Shelter For Life International
- Website: shelter.org

= Shelter For Life =

Non-governmental relief and development organization

Shelter For Life International (SFL) is a non-profit, non-governmental relief and development organization founded in 1982. It is dedicated to assisting people severely affected by war, conflict, or natural disasters, providing support to those displaced or made homeless. SFL operates in various countries, including Afghanistan, Iraq, Pakistan, Tajikistan, Haiti, and Sudan, with its headquarters in Minneapolis, Minnesota.

SFL addresses the need for shelter by constructing transitional and permanent homes. Families receive emergency assistance to protect them from hazardous living conditions, and SFL collaborates with them to rebuild communities and restore lives. The construction materials are sourced locally whenever possible, and families share responsibility in the rebuilding process.

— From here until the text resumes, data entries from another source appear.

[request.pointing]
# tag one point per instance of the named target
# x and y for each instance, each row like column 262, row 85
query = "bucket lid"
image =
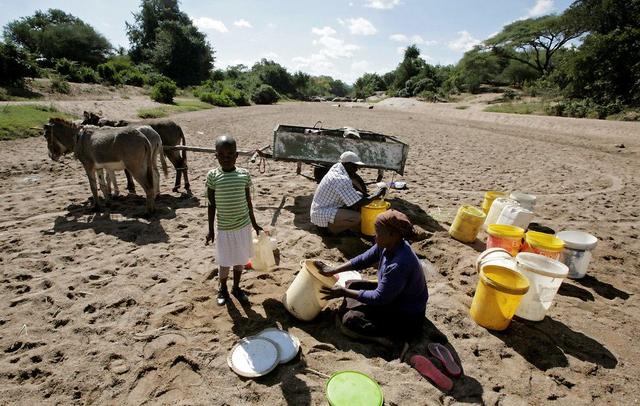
column 352, row 388
column 472, row 211
column 522, row 197
column 378, row 204
column 313, row 271
column 541, row 265
column 288, row 344
column 578, row 240
column 488, row 252
column 253, row 357
column 496, row 276
column 505, row 230
column 343, row 277
column 547, row 241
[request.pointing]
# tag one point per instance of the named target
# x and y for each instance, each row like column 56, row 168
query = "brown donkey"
column 109, row 149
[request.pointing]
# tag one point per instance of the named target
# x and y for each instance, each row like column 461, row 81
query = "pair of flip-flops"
column 427, row 367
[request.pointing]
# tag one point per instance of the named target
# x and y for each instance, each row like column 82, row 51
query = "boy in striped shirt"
column 228, row 191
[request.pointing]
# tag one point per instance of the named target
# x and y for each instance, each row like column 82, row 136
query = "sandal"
column 443, row 355
column 431, row 372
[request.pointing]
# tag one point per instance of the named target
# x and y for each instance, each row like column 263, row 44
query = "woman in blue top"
column 395, row 305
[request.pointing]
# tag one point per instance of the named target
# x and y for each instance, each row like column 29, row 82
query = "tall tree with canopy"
column 534, row 41
column 166, row 38
column 55, row 34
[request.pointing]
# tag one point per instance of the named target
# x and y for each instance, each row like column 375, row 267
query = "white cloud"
column 242, row 23
column 398, row 38
column 464, row 42
column 361, row 26
column 541, row 7
column 414, row 39
column 324, row 31
column 207, row 23
column 382, row 4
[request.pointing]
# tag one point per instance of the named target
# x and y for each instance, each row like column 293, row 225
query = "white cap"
column 350, row 157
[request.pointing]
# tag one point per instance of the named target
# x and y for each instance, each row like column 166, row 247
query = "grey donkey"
column 133, row 148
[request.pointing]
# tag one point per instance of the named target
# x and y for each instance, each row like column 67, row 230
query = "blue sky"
column 340, row 38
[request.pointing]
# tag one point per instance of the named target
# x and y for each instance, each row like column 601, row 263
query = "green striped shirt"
column 232, row 209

For urgent situations, SFL helps families build durable transitional shelters using basic materials that can be reused for future permanent homes. These shelters offer immediate relief while providing sustainable long-term benefits, surpassing the temporary nature of tents.

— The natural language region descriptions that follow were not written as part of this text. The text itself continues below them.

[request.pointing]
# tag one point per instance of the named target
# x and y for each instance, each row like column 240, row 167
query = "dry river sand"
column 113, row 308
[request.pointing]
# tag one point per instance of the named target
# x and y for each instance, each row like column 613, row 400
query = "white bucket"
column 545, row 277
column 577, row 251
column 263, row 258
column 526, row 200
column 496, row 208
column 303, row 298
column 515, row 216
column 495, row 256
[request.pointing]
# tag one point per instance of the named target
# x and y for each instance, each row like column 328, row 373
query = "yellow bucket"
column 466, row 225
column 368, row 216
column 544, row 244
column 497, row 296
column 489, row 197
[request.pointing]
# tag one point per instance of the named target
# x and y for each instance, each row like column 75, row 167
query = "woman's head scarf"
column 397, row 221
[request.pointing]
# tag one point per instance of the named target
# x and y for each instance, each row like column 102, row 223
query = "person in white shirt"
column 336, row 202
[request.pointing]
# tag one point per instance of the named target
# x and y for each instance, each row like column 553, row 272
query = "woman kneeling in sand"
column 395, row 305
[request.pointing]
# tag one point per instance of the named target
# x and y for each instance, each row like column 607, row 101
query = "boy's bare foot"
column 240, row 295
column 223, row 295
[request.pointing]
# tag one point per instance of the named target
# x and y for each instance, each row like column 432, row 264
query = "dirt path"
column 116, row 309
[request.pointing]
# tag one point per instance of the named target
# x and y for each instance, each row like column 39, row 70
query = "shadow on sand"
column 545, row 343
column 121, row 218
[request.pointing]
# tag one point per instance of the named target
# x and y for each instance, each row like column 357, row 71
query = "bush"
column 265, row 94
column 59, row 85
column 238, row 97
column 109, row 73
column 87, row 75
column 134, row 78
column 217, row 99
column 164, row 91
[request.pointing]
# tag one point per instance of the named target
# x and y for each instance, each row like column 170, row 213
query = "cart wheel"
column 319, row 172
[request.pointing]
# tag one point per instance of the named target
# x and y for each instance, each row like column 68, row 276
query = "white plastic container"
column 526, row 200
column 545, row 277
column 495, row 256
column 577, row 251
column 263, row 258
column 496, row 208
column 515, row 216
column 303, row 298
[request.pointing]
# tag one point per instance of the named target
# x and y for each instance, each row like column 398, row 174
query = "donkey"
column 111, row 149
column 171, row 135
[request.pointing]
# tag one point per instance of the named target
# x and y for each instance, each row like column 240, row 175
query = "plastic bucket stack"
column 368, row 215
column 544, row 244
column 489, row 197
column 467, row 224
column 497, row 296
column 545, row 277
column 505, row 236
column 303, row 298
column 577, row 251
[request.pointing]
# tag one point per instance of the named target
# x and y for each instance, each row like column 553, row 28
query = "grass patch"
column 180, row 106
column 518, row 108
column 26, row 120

SFL primarily focuses on constructing permanent, durable shelters using local architecture and simple designs that withstand natural disasters. Construction materials vary according to local culture and customs, including handmade mud bricks, concrete blocks, tin sheeting, and clay tiles. Beneficiary families actively participate in the construction process, supported by SFL's training, tools, and materials.

SFL's shelter designs have gained international recognition for their cost-effective measures that reduce damage from earthquakes and other disasters. Techniques such as reinforced walls, rigid wooden ring beams, and corner bracing enhance the structures' resilience. Additionally, SFL provides earthquake awareness and preparedness training to beneficiaries living in earthquake-prone areas.